Turismo e attrazioni tunisine
Le attività turistiche, la seconda fonte di valuta estera dopo il petrolio, occupano un posto importante nell'economia. Esse sfruttano soprattutto le possibilità offerte da un litorale soleggiato e ricco di siti archeologici o paesi pittoreschi e beneficia di ottime infrastrutture alberghiere. Si rivolge ad una clientela europea, principalmente francese, tedesca e scandinava. Il turismo è diviso in cinque aree principali:
• la costa nord-occidentale, con Tabarka,
• il litorale di Cartagine e Sidi-Bou-Saïd, a pochi chilometri da Tunisi;
• il Golfo di Hammamet, con Nabil;
• le stazioni del Sahel, in particolare Sousse e Monastir;
• il Sud, con Djerba e le fusioni sahariane
Sviluppato a partire dagli anni '60, ha continuato a progredire. Il reddito annuo costituisce il 9% del prodotto nazionale lordo.
Commercio internazionale e UE
Le attività sono ampiamente aperte agli scambi internazionali, in particolare con l'Unione Europea, che rappresenta due terzi degli scambi e due terzi degli investimenti. Ultimamente le esportazioni verso l'Unione sono quadruplicate. Il settore dell'industria elettrica e meccanica è oggi la principale voce di esportazione. La Francia resta il principale partner della Tunisia, primo cliente, davanti all'Italia e primo fornitore. La Tunisia ha aderito all'area di libero scambio per i prodotti industriali con l'Unione Europea il 1°gennaio 2008, che ha portato allo smantellamento delle sue tariffe doganali con l'Unione Europea su questi prodotti.
Domande da interrogazione
- Quali sono i principali settori che compongono l'economia tunisina?
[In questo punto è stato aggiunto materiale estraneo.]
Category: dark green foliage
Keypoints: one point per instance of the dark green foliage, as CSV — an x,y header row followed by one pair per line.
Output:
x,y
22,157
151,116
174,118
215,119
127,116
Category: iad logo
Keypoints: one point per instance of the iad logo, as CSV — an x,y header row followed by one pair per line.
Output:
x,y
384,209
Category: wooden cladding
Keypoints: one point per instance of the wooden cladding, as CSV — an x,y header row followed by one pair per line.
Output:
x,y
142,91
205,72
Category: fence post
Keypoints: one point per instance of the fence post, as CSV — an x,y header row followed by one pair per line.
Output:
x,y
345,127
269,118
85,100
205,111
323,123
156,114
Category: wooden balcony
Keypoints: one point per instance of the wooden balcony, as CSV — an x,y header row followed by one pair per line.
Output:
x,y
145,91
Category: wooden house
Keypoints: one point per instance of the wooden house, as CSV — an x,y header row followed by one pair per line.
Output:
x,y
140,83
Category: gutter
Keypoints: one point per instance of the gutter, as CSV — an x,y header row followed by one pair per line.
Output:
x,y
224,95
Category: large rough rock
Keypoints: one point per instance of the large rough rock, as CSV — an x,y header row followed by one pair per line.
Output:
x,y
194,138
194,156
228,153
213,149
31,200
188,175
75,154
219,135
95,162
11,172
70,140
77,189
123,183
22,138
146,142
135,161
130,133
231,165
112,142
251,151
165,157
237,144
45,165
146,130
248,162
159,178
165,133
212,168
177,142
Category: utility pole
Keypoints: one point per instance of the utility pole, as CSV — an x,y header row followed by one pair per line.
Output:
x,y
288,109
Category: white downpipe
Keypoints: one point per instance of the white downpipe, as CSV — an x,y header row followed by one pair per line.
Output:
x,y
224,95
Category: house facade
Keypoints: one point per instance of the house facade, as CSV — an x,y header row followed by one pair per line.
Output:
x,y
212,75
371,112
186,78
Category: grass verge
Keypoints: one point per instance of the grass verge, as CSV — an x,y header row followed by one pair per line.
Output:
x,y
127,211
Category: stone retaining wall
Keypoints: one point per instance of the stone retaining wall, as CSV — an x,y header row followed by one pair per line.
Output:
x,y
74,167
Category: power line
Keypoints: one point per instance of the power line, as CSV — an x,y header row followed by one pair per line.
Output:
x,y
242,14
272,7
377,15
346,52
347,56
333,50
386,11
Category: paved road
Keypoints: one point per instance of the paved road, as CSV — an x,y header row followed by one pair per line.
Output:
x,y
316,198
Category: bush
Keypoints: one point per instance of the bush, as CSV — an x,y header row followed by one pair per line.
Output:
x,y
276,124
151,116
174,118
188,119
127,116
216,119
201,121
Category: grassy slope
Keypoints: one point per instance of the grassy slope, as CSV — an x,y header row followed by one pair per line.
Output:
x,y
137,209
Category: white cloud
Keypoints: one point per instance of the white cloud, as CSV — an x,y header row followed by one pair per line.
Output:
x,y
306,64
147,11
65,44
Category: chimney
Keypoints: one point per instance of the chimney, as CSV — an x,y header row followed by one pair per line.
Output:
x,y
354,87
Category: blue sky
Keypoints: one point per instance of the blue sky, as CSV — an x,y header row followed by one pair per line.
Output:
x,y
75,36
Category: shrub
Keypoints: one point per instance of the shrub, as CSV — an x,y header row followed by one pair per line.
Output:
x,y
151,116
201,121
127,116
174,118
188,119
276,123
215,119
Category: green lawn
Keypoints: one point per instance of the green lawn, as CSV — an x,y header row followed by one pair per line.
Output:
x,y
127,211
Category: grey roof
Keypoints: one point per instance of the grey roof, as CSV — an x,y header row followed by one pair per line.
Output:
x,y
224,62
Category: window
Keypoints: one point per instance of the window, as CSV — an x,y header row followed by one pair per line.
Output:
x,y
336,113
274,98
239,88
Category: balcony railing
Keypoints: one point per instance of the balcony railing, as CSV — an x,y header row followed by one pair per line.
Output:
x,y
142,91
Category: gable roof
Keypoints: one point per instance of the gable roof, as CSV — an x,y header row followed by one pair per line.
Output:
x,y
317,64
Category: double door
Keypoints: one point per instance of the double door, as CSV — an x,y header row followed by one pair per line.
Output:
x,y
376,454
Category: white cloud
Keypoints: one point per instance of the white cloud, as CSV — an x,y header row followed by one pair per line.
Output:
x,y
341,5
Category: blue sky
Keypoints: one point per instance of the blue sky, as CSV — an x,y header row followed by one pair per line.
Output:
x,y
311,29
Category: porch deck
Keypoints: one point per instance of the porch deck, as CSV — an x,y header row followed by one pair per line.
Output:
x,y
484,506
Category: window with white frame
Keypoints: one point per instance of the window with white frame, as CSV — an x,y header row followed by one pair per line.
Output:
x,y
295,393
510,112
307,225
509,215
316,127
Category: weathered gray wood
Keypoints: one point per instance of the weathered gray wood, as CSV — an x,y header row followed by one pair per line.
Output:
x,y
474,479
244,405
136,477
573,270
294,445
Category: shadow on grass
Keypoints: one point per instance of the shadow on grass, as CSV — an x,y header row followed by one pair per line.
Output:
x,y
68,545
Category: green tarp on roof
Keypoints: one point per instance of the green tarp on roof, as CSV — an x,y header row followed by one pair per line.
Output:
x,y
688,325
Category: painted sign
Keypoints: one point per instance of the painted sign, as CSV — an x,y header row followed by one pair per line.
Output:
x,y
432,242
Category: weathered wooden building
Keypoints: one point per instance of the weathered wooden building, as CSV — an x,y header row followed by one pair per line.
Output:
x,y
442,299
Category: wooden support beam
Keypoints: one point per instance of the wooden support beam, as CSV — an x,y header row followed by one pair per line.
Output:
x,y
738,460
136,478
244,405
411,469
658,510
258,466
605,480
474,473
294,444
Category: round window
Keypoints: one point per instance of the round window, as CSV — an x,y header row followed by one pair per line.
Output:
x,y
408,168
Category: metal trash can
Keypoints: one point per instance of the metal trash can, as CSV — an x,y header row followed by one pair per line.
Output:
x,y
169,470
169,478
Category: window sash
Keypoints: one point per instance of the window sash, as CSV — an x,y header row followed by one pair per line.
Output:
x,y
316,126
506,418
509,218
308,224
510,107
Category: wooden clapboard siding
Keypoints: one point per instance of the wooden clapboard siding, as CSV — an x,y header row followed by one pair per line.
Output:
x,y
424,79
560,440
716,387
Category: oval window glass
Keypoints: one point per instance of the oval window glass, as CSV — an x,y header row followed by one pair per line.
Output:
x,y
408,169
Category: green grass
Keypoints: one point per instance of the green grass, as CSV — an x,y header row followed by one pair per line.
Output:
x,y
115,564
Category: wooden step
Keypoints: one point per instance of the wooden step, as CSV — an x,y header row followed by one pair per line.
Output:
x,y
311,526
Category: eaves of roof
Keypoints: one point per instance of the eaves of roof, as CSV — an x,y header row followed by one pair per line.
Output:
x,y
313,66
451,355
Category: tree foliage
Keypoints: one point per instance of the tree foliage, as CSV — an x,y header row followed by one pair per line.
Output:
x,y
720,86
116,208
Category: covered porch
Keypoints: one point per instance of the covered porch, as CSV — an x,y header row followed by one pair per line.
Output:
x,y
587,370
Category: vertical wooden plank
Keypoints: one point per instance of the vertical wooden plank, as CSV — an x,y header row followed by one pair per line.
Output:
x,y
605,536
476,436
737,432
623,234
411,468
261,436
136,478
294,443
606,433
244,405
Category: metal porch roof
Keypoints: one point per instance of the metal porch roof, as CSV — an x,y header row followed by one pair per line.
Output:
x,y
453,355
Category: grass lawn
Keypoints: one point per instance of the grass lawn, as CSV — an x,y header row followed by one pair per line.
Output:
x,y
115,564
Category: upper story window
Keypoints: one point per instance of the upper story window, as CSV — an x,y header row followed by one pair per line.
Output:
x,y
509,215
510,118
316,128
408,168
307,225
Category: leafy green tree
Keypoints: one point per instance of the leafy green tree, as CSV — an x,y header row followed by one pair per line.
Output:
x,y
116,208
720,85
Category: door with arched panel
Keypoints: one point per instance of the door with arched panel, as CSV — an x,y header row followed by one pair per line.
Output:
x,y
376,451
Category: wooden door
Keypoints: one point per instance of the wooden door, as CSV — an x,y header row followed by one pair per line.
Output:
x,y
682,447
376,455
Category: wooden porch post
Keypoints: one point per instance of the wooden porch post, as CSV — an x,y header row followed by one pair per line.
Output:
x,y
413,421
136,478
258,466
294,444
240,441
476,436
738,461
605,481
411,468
- Qual è la posizione della Tunisia nella produzione di fosfato e petrolio?
- Come si presenta il settore agricolo in Tunisia?
- Qual è il ruolo del turismo nell'economia tunisina?
- Quali sono i principali partner commerciali della Tunisia?
L'economia tunisina è diversificata e si basa su agricoltura, risorse minerarie, pesca, industrie e turismo, con legami privilegiati con l'Unione Europea.
La Tunisia è il quinto produttore mondiale di fosfato, con una produzione annua di 8 milioni di tonnellate, mentre il petrolio proviene da giacimenti nel sud e dal Golfo della Sirte, ma il Paese deve importare gran parte del suo consumo.
Il settore agricolo impiega circa il 20% della forza lavoro ma contribuisce solo per il 10% al PIL, con una produzione significativa di olive, ma il Paese non soddisfa più il proprio fabbisogno alimentare e deve ricorrere alle importazioni.
Il turismo è la seconda fonte di valuta estera dopo il petrolio, rappresentando il 9% del prodotto nazionale lordo, e si concentra su un litorale soleggiato e siti archeologici, attirando principalmente turisti europei.
La Tunisia ha forti legami commerciali con l'Unione Europea, che rappresenta due terzi degli scambi e degli investimenti, con la Francia come principale partner commerciale, seguita dall'Italia.